1974 Martin 00-21 Flattop Guitar




Rosewood-bodied Martin 12-frets are not exactly easy to come by, so when a customer sent this in for some quick work before heading home after purchase, I was a little bit excited to see how it'd turn out. It seems to have been a two-owner guitar -- maybe an inherited instrument -- and it's very clean for its age save the usual, ugly, hairline, pickguard-shrinking-induced cracks on the treble side of the top.

My work on it included a fret level/dress, bridge pinholes fill/redrill, saddle and minor bridge shaping, string ramp additions, cleats and a seal-job to the cracks near the pickguard, and a good setup. I made both a "winter" and "summer" saddle for the guitar, too, while I was at the setup.

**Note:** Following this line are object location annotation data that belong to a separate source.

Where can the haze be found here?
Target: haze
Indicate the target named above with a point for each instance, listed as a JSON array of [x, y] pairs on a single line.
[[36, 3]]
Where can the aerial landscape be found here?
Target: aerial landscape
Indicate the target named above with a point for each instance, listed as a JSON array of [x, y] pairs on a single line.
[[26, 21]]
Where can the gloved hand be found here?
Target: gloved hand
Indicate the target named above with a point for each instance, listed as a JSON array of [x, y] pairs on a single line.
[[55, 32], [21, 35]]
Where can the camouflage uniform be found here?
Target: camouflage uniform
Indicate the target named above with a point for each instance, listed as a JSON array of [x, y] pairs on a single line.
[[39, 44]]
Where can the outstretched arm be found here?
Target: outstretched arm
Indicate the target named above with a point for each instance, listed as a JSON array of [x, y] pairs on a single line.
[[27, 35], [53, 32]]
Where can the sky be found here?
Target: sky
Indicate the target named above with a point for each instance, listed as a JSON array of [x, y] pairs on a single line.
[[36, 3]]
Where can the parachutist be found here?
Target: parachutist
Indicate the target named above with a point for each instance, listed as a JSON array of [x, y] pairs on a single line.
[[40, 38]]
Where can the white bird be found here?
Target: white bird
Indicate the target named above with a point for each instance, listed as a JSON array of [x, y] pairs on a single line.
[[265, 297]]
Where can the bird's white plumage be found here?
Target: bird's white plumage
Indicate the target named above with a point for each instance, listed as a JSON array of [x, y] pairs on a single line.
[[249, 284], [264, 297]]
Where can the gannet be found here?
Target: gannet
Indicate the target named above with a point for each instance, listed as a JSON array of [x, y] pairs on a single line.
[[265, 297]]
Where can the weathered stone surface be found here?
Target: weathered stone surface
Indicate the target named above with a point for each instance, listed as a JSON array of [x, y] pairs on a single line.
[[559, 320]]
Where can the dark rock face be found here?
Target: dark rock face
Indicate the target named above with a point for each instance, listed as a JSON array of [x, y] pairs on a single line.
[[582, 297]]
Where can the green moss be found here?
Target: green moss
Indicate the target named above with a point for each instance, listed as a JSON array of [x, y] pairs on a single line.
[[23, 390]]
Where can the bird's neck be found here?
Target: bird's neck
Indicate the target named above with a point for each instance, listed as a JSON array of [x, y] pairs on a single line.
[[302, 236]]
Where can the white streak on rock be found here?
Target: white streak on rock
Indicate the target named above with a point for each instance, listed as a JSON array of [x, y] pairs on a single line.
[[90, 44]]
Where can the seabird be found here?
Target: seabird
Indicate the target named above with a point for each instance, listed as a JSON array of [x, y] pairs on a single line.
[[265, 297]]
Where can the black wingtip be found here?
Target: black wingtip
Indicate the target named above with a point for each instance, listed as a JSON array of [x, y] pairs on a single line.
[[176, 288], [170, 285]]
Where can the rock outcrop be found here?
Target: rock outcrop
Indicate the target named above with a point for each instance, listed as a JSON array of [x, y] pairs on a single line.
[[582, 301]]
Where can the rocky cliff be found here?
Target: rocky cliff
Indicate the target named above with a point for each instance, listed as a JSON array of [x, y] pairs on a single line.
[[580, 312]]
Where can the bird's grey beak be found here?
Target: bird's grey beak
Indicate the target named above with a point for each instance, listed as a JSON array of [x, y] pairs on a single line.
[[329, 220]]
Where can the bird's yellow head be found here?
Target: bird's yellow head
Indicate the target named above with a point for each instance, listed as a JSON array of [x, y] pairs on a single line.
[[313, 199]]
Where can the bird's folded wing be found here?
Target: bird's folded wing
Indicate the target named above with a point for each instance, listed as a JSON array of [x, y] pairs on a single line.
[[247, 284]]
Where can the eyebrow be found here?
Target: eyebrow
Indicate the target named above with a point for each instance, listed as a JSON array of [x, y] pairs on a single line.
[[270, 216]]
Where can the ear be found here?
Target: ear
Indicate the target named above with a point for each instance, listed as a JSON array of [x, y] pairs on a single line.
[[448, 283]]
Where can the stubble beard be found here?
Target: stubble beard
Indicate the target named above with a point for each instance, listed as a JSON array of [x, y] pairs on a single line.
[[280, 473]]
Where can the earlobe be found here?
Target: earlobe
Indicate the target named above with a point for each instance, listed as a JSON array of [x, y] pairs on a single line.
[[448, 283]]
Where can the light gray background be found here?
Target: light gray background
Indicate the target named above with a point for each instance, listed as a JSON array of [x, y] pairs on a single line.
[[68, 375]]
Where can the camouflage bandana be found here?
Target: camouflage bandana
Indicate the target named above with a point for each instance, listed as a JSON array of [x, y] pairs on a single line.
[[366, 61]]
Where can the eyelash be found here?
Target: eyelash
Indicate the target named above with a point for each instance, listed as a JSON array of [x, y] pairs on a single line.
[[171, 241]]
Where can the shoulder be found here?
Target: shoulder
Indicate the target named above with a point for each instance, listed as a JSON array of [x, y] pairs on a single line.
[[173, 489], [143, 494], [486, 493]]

Compared to what it generically apes ('30s Martin 00-28s), this guitar has a heavier build that can take more tension, a more aggressive set of mids (almost along the lines of a creamier and stouter-sounding '40s Gibson LG-2 voice), and a bigger-feeling neck. The "originals" had 1 7/8" nut width just like this, but the back profile of the old necks was a soft, slim V-shape whereas this has a chunkier C-shape and that makes a huge difference if you're a thumb-over player and whatnot.

Specs are: 24 13/16" scale, 1 7/8" nut width, 1 5/8" string spacing at the nut and 2 9/32" spacing at the bridge, 14 1/8" lower bout width and 10" upper bout. Action height is 3/32" EA and 1/16" DGBE at the 12th fret and I've strung it with 54w, 40w, 30w, 22w, 16, 12 strings. The neck is straight.







While the bridge and saddle are low, there's plenty of back-angle on the saddle and that's allowing the top to get the drive it needs. This guitar is loud and punchy with a robust sound that carries.



It's hard to argue with Indian rosewood that's as pretty as that, too.







Comments

Bob said…
Just noticed this -- after all these years -- while searching for 00 specs to compare with another maker's 12-fret and wonder when that neck-profile-change you mention happened. I have a 1924 0-18K and a 1969 00-21 (late Brazilian) and have never been able to put the "feel" difference in words.